Completing a switch to Worksop Town in August 2011, McDonald joined the club for 18 months. His spell also included a one-month loan at Matlock Town in October 2011, but he made the move permanent a month later before remaining with the club until the end of the season. He scored nine times in 30 games for the Gladiators.

On 8 August 2014, McDonald re-joined Alfreton Town at the age of 23. Spending a single season with club, he also had a one-month loan away from North Street when joining Boston United in late January 2015. However, he failed to score in four appearances for the Pilgrims, while scoring twice for Alfreton throughout the season.

In May 2015, McDonald dropped down a division in order to join Bradford Park Avenue. Joining Mickleover Sports on a one-month loan in September 2015, he scored on his debut in a 2–0 win over Buxton. McDonald then signed for Rushall Olympic on a one-month loan in October 2015, and scored two goals on his debut.

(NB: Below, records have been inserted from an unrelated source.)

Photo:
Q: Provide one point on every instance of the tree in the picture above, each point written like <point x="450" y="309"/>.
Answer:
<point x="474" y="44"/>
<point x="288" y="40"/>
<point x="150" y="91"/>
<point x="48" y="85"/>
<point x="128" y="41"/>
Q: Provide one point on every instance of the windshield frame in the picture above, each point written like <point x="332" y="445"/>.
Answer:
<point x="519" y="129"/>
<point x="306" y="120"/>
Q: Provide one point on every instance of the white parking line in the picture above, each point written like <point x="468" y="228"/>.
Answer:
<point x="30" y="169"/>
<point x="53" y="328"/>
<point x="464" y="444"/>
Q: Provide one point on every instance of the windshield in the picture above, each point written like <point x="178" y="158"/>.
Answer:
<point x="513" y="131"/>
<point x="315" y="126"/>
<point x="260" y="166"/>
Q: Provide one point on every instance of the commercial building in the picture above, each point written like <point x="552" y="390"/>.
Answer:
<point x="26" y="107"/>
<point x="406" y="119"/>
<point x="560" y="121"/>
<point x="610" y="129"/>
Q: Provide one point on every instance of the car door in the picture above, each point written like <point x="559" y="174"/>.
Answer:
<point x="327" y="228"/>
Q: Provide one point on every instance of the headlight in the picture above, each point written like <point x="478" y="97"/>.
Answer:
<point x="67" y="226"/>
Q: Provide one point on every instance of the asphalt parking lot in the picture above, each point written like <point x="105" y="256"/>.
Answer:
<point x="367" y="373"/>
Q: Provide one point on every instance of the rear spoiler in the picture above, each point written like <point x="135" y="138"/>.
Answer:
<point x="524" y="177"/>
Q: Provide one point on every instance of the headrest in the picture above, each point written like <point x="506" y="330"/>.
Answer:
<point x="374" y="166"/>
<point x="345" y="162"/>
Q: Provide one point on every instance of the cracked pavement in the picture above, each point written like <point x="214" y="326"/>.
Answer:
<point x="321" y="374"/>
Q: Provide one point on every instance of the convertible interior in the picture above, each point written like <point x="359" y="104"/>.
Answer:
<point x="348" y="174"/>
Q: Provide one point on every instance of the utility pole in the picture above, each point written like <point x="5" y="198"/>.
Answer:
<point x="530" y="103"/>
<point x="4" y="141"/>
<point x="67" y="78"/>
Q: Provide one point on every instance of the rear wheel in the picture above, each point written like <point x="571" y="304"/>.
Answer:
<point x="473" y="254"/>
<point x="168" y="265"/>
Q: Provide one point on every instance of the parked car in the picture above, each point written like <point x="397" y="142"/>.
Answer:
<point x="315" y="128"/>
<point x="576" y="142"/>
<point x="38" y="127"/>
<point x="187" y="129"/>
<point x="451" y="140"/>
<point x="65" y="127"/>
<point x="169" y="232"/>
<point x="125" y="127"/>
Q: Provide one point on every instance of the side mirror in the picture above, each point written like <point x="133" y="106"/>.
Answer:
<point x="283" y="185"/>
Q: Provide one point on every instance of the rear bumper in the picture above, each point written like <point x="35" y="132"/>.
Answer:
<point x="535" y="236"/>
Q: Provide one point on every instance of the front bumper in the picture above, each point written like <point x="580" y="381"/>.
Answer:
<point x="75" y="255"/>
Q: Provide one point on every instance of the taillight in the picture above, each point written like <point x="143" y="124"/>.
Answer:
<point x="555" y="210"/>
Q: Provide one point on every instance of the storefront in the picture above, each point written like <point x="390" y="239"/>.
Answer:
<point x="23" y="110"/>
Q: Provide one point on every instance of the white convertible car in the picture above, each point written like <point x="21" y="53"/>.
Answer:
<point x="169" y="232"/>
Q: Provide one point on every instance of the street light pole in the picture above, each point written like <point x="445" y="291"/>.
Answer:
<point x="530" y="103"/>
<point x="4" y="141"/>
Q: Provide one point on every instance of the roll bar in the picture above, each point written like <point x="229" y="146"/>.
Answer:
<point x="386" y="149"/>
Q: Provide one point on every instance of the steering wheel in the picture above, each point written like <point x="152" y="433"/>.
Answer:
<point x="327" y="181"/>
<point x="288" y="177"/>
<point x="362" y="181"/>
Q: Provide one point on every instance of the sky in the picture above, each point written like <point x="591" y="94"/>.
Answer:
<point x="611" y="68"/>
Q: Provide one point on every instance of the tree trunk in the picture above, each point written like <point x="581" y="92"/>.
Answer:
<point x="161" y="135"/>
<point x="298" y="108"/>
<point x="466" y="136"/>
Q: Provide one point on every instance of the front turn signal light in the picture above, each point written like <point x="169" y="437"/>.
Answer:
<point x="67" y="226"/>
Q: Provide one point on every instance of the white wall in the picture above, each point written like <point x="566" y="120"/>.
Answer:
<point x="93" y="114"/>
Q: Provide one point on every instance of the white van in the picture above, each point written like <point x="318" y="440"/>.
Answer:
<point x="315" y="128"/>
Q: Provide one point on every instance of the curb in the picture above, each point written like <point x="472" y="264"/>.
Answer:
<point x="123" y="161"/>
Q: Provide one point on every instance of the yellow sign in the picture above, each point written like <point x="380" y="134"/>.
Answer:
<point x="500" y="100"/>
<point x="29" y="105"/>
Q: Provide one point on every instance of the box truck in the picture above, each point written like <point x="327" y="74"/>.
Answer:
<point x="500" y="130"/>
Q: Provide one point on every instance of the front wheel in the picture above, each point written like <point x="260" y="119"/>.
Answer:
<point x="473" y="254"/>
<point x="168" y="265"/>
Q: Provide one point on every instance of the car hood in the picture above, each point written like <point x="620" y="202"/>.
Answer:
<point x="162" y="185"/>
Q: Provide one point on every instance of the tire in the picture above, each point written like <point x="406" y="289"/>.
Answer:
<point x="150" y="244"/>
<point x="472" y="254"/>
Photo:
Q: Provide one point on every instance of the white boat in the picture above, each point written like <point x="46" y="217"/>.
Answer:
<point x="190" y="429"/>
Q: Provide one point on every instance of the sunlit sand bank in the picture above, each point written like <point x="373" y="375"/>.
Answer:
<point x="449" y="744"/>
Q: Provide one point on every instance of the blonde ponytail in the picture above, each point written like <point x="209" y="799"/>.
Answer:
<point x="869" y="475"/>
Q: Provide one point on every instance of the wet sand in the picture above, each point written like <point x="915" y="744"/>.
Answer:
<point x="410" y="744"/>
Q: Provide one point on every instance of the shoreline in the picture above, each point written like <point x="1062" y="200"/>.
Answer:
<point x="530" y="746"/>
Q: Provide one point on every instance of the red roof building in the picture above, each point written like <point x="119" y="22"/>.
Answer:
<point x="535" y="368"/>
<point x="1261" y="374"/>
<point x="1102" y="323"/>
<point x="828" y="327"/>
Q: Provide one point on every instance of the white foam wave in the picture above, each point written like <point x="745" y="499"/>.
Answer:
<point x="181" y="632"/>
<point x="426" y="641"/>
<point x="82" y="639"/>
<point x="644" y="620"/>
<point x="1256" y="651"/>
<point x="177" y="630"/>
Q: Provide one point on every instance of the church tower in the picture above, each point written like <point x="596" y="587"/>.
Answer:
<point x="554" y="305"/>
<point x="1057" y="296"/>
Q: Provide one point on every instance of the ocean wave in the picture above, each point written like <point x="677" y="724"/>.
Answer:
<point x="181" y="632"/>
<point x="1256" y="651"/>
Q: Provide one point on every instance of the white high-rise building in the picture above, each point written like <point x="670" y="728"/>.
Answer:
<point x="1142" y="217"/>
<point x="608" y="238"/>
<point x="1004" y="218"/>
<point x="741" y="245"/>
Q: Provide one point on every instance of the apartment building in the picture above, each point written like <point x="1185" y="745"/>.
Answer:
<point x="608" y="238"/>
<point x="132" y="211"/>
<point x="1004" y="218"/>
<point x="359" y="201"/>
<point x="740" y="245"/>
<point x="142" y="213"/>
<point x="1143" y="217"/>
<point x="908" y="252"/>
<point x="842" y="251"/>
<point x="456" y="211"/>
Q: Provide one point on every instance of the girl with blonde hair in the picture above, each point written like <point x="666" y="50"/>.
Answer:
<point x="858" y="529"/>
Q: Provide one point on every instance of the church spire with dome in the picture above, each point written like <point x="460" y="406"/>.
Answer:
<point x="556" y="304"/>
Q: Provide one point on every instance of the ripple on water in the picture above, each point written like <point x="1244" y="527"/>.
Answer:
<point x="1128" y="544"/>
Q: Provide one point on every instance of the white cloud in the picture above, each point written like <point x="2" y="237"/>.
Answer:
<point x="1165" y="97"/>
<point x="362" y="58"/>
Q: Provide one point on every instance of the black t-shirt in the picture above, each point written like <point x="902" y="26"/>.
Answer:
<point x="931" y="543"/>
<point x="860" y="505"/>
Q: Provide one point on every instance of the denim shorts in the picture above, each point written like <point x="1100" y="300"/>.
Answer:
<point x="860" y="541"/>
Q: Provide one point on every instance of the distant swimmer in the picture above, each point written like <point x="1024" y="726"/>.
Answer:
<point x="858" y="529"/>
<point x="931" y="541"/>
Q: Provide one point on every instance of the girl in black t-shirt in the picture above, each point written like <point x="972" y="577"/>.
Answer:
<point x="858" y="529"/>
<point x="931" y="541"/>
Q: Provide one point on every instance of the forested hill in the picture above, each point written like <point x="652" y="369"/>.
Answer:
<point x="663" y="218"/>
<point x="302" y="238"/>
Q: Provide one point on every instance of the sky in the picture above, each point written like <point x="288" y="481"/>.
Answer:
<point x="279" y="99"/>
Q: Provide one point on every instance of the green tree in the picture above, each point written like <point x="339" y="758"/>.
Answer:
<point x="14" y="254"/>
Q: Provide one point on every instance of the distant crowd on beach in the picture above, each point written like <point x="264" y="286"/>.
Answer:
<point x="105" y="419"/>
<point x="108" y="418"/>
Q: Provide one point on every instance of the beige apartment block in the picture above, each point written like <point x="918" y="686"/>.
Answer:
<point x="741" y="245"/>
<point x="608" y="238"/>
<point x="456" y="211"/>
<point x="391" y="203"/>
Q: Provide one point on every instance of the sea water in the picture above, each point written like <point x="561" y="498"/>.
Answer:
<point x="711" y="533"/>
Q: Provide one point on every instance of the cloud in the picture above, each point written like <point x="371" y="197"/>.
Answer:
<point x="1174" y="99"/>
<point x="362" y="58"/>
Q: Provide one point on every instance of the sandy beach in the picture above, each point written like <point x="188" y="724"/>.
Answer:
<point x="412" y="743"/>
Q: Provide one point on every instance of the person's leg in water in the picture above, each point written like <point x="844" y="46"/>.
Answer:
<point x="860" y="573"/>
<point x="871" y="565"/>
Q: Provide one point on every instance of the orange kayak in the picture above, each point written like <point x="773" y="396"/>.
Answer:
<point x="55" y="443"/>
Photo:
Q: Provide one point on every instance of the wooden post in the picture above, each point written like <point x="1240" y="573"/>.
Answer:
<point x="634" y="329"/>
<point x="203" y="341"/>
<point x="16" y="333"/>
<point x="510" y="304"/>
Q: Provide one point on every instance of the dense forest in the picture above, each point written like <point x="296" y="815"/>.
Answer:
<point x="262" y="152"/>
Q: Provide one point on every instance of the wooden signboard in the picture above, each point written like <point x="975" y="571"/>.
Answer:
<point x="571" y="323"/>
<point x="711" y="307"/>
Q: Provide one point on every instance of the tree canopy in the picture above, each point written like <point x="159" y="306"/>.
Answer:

Initially joining Corby Town on a one-month loan in December 2015, McDonald opted for a second spell with the Steelmen a few weeks after, and headed to Steel Park on loan for the remainder of the season.

On 21 May 2016, Coalville Town announced that McDonald had signed a one-year deal with the club. He signed for AFC Rushden & Diamonds in July 2019.

On 14 December 2021, McDonald signed for Shepshed Dynamo.

=== International career ===
McDonald made his international debut for Montserrat on 27 March 2015, featuring in a 2–1 defeat to Curaçao during 2018 World Cup qualification. He made his second appearance three days later, in a 2–2 draw with Curaçao in the same competition. After 3 years away from the national team, he returned to action in October 2018 in a 1–0 win over Belize.